0.) Fig. 1. Overview of a LLM-powered autonomous agent system.
Component One: Planning#
A complicated task usually involves many steps. An agent needs to know what they are and plan ahead.
Task Decomposition#
Chain of thought (CoT; Wei et al. 2022) has become a standard prompting technique for enhancing model performance on complex tasks. The model is instructed to “think step by step” to utilize more test-time computation to decompose hard tasks into smaller and simpler steps. CoT transforms big tasks into multiple manageable tasks and shed lights into an interpretation of the model’s thinking process.

1.) (3) Task execution: Expert models execute on the specific tasks and log results.
Instruction:

With the input and the inference results, the AI assistant needs to describe the process and results.

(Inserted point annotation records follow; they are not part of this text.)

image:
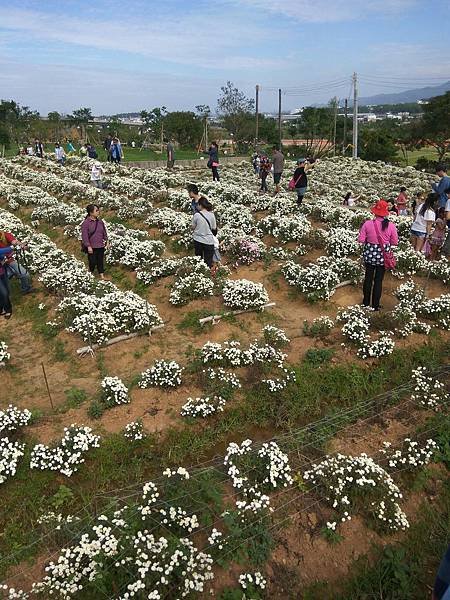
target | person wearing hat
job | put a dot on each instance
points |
(371, 233)
(300, 179)
(96, 175)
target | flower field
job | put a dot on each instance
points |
(169, 433)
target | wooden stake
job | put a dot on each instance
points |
(48, 389)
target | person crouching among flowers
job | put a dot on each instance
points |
(373, 233)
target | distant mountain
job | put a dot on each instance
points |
(407, 95)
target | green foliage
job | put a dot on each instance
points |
(318, 356)
(190, 321)
(185, 127)
(63, 496)
(96, 409)
(75, 397)
(333, 537)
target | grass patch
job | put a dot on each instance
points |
(190, 321)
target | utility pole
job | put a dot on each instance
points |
(279, 119)
(257, 117)
(344, 143)
(336, 104)
(355, 116)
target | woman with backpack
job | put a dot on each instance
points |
(378, 236)
(5, 300)
(424, 221)
(94, 237)
(299, 180)
(213, 161)
(204, 230)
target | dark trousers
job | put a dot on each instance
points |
(373, 282)
(205, 251)
(5, 302)
(264, 187)
(96, 260)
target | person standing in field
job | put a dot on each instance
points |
(116, 151)
(424, 221)
(401, 202)
(70, 147)
(442, 186)
(60, 155)
(195, 197)
(107, 146)
(300, 179)
(170, 154)
(12, 267)
(278, 166)
(213, 161)
(96, 175)
(204, 228)
(38, 148)
(373, 233)
(94, 237)
(5, 300)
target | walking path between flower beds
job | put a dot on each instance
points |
(195, 162)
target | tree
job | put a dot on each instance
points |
(16, 120)
(377, 144)
(81, 116)
(55, 119)
(154, 120)
(436, 124)
(236, 111)
(183, 126)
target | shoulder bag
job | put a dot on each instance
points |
(388, 256)
(216, 241)
(293, 182)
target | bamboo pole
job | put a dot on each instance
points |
(216, 318)
(120, 338)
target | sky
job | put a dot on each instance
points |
(126, 56)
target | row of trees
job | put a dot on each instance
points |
(319, 127)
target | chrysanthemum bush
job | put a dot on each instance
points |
(67, 455)
(242, 294)
(244, 251)
(428, 391)
(98, 319)
(11, 451)
(163, 373)
(411, 455)
(14, 418)
(319, 327)
(286, 228)
(250, 582)
(134, 431)
(356, 328)
(318, 280)
(114, 392)
(256, 473)
(202, 407)
(357, 483)
(191, 287)
(147, 545)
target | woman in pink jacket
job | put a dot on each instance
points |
(372, 232)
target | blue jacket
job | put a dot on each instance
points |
(441, 188)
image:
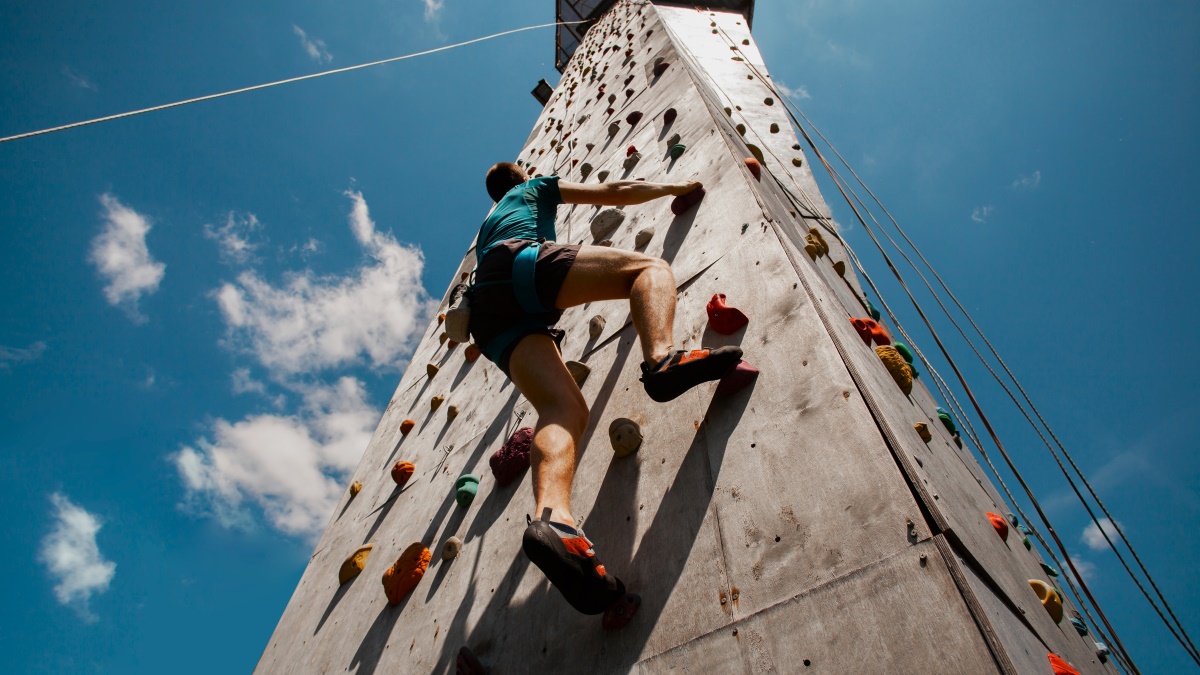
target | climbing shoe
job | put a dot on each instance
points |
(567, 557)
(685, 369)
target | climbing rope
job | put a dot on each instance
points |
(269, 84)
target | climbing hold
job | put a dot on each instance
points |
(450, 549)
(595, 327)
(923, 431)
(1049, 597)
(510, 461)
(997, 521)
(402, 471)
(897, 366)
(403, 575)
(724, 318)
(643, 237)
(625, 436)
(579, 372)
(1060, 667)
(754, 166)
(737, 378)
(466, 488)
(684, 202)
(947, 420)
(606, 221)
(354, 563)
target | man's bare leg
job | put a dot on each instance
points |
(610, 274)
(538, 371)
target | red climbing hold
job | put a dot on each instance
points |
(738, 378)
(684, 202)
(724, 318)
(1000, 524)
(402, 472)
(755, 167)
(513, 459)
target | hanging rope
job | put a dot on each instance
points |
(269, 84)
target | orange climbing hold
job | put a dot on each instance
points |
(755, 167)
(403, 575)
(1000, 524)
(402, 472)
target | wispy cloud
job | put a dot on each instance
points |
(1095, 539)
(311, 323)
(293, 467)
(312, 46)
(79, 79)
(10, 356)
(72, 556)
(234, 238)
(123, 258)
(1027, 181)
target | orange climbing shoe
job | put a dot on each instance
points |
(567, 557)
(685, 369)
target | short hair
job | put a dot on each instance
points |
(502, 178)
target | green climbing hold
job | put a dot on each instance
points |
(466, 488)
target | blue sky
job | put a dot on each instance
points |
(205, 310)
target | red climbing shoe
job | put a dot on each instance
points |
(685, 369)
(567, 557)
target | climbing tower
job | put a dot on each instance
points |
(823, 518)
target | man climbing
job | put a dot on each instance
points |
(523, 281)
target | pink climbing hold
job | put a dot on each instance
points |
(724, 318)
(513, 459)
(738, 378)
(684, 202)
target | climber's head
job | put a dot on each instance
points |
(502, 178)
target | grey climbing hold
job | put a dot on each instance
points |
(643, 237)
(625, 436)
(595, 327)
(606, 221)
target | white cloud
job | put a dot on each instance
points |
(234, 238)
(311, 323)
(313, 47)
(73, 557)
(10, 356)
(293, 467)
(1095, 539)
(798, 94)
(123, 258)
(433, 10)
(78, 79)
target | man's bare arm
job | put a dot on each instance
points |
(622, 192)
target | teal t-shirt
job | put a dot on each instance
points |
(527, 211)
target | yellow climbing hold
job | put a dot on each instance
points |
(899, 368)
(353, 565)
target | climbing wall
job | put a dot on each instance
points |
(798, 524)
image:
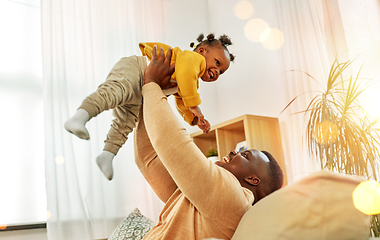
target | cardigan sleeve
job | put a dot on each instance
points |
(214, 191)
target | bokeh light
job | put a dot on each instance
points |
(59, 160)
(243, 10)
(272, 39)
(325, 132)
(255, 28)
(366, 197)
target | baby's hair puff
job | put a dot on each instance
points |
(211, 41)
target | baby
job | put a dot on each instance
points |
(122, 91)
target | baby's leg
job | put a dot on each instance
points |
(125, 114)
(76, 124)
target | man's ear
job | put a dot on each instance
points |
(253, 180)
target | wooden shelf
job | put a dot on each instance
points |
(261, 133)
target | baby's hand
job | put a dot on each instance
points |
(204, 126)
(196, 111)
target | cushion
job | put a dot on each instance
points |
(135, 227)
(319, 206)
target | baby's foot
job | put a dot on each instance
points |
(104, 161)
(76, 124)
(77, 128)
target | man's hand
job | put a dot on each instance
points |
(159, 69)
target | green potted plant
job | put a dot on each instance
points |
(339, 133)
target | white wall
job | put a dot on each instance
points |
(34, 234)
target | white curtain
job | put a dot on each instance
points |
(81, 41)
(317, 31)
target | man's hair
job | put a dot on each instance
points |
(276, 175)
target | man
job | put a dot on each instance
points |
(202, 200)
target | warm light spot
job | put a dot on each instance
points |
(59, 160)
(366, 197)
(325, 132)
(254, 29)
(243, 10)
(272, 39)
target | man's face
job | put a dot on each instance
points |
(246, 164)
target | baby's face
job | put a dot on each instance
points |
(217, 62)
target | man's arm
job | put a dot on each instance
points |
(150, 164)
(211, 189)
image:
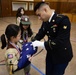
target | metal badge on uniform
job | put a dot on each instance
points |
(64, 27)
(10, 56)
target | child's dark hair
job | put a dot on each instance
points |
(38, 5)
(19, 12)
(30, 33)
(11, 30)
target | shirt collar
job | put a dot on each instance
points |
(51, 16)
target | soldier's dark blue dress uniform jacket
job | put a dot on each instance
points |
(58, 46)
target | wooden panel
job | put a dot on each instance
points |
(37, 0)
(6, 8)
(0, 8)
(22, 0)
(71, 0)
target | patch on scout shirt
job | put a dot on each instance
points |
(10, 56)
(64, 27)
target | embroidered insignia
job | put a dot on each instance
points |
(64, 27)
(26, 19)
(54, 26)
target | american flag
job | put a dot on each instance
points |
(10, 56)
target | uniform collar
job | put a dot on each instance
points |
(51, 16)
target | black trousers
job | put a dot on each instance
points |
(55, 69)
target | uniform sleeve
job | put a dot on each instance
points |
(41, 32)
(12, 57)
(63, 35)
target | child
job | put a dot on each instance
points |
(26, 34)
(18, 58)
(20, 12)
(26, 31)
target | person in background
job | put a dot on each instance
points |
(26, 34)
(14, 56)
(58, 46)
(20, 12)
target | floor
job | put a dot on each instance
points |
(38, 62)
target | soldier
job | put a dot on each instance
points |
(57, 28)
(14, 55)
(20, 12)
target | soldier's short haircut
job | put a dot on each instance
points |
(38, 5)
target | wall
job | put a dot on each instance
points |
(61, 6)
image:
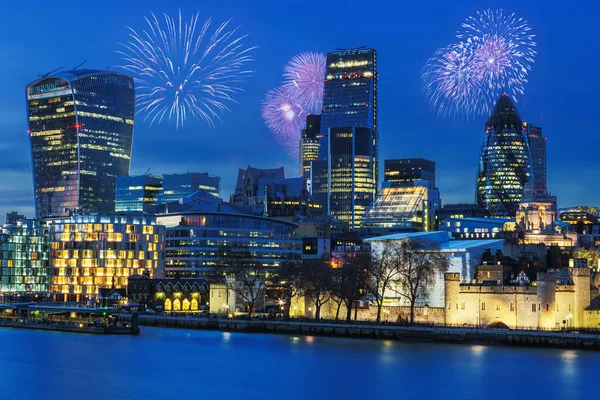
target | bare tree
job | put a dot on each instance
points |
(384, 273)
(318, 277)
(422, 261)
(244, 275)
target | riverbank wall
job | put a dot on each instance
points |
(495, 337)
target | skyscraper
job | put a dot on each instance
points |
(349, 118)
(309, 144)
(504, 164)
(137, 193)
(537, 146)
(352, 187)
(80, 130)
(407, 170)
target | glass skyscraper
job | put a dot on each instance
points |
(349, 144)
(176, 186)
(505, 161)
(80, 130)
(137, 193)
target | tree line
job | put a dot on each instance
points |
(402, 269)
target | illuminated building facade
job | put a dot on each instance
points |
(505, 161)
(402, 208)
(199, 226)
(309, 144)
(101, 250)
(80, 130)
(176, 186)
(137, 193)
(407, 170)
(352, 183)
(24, 258)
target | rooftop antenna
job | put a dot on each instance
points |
(79, 65)
(51, 72)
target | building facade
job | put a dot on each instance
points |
(176, 186)
(309, 144)
(89, 251)
(137, 193)
(80, 131)
(407, 170)
(505, 161)
(199, 227)
(24, 258)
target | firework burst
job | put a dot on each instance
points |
(186, 69)
(494, 55)
(304, 75)
(285, 117)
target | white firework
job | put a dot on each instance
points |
(186, 69)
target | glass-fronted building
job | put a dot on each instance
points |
(200, 226)
(408, 170)
(309, 144)
(24, 258)
(80, 130)
(505, 161)
(89, 251)
(137, 193)
(349, 112)
(176, 186)
(352, 185)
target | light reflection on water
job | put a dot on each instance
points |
(171, 364)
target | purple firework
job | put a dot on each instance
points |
(284, 116)
(452, 85)
(304, 76)
(504, 49)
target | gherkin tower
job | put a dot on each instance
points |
(505, 161)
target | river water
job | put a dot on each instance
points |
(188, 364)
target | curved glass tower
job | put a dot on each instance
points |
(80, 130)
(504, 164)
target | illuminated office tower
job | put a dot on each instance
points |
(177, 186)
(352, 186)
(137, 193)
(89, 251)
(24, 258)
(80, 130)
(309, 144)
(504, 164)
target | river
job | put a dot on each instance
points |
(187, 364)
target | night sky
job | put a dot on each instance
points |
(561, 96)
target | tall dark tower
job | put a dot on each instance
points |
(505, 161)
(349, 102)
(80, 130)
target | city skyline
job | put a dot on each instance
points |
(233, 143)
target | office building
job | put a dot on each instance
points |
(402, 208)
(12, 218)
(90, 251)
(407, 170)
(137, 193)
(200, 226)
(80, 131)
(349, 112)
(537, 147)
(24, 258)
(352, 183)
(504, 164)
(176, 186)
(309, 144)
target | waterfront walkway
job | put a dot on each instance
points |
(528, 338)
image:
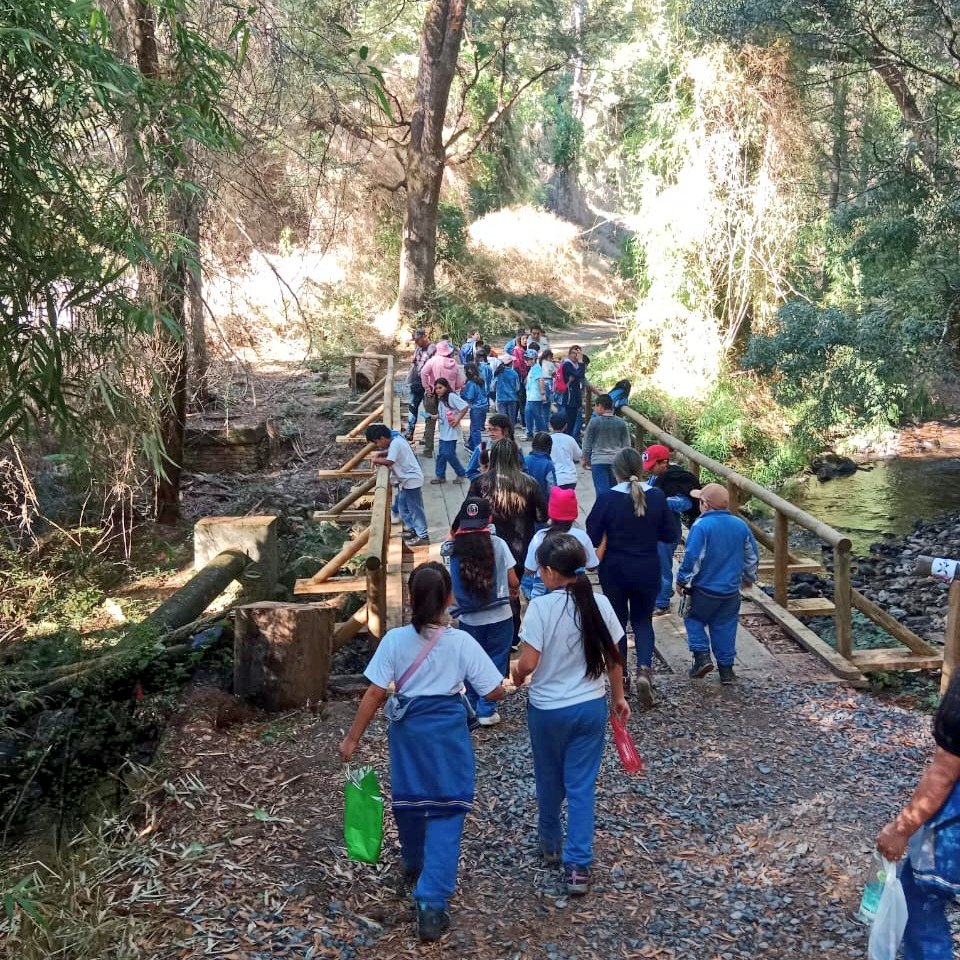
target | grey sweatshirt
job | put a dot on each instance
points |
(604, 439)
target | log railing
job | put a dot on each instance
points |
(376, 404)
(845, 661)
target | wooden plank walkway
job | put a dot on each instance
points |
(754, 659)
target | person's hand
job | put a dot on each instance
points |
(621, 709)
(347, 746)
(892, 841)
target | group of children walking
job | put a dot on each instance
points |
(515, 532)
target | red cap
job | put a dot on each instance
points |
(563, 505)
(654, 454)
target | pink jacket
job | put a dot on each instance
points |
(439, 366)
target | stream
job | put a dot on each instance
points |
(886, 498)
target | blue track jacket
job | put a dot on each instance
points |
(720, 553)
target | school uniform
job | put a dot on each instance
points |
(432, 789)
(567, 718)
(406, 475)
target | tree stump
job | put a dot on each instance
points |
(281, 657)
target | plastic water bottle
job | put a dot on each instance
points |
(872, 891)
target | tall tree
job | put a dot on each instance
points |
(426, 154)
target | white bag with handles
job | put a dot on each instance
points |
(887, 928)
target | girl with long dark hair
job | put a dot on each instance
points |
(570, 638)
(629, 521)
(428, 662)
(484, 581)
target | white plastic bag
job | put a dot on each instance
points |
(886, 932)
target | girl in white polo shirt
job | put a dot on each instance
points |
(570, 639)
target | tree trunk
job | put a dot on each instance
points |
(165, 288)
(439, 49)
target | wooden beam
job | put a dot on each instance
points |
(344, 632)
(806, 637)
(894, 627)
(350, 549)
(354, 495)
(842, 589)
(893, 658)
(334, 585)
(781, 558)
(811, 607)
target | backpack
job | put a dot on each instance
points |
(559, 380)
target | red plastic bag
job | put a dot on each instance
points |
(631, 760)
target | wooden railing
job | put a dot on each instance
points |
(845, 660)
(381, 610)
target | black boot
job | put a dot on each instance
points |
(702, 665)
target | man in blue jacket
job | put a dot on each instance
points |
(721, 555)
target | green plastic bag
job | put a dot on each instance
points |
(363, 815)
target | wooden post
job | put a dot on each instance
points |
(781, 558)
(842, 600)
(350, 549)
(282, 653)
(951, 643)
(733, 494)
(354, 495)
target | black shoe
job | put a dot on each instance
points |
(702, 665)
(432, 922)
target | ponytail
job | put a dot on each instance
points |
(566, 555)
(627, 467)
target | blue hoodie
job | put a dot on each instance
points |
(721, 552)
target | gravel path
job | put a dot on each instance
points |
(748, 837)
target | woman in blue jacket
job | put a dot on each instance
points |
(626, 524)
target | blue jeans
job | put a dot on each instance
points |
(447, 453)
(416, 398)
(718, 629)
(602, 474)
(666, 552)
(927, 936)
(496, 640)
(567, 749)
(430, 847)
(508, 408)
(632, 602)
(478, 417)
(410, 507)
(535, 416)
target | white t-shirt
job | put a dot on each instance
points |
(456, 657)
(560, 679)
(406, 471)
(530, 562)
(503, 561)
(534, 376)
(565, 453)
(455, 403)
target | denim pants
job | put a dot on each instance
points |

The previous stages can be formed as - User Input: {{ User Input }}, Task Planning: {{ Tasks }}, Model Selection: {{ Model Assignment }}, Task Execution: {{ Predictions }}. You must first

In [14]:
rag_chain = (
    {"context": retriever_chain, "question": RunnablePassthrough()}
    | prompt_template
    | llm
    | StrOutputParser()
)
rag_chain.get_graph().print_ascii()

            +---------------------------------+          
            | Parallel<context,question>Input |          
            +---------------------------------+          
                    ***               ***                
                 ***                     ***             
               **                           ***          
+----------------------+                       **        
| VectorStoreRetriever |                        *        
+----------------------+                        *        
            *                                   *        
            *                                   *        
            *                                   *        
    +-------------+                     +-------------+  
    | format_docs |                     | Passthrough |  
    +-------------+*                    +-------------+  
                    ***               ***                
                       ***         ***                   
              

In [15]:
for chunk in rag_chain.stream("What is Task Decomposition?"):
    print(chunk, end="", flush=True)

Task decomposition is a technique used to break down complex tasks into smaller, simpler steps. It involves using natural language processing (NLP) techniques, such as chain of thought (CoT) or tree of thoughts, to transform big tasks into manageable ones. This allows the agent to plan ahead and utilize more test-time computation to decompose hard tasks into smaller and simpler steps.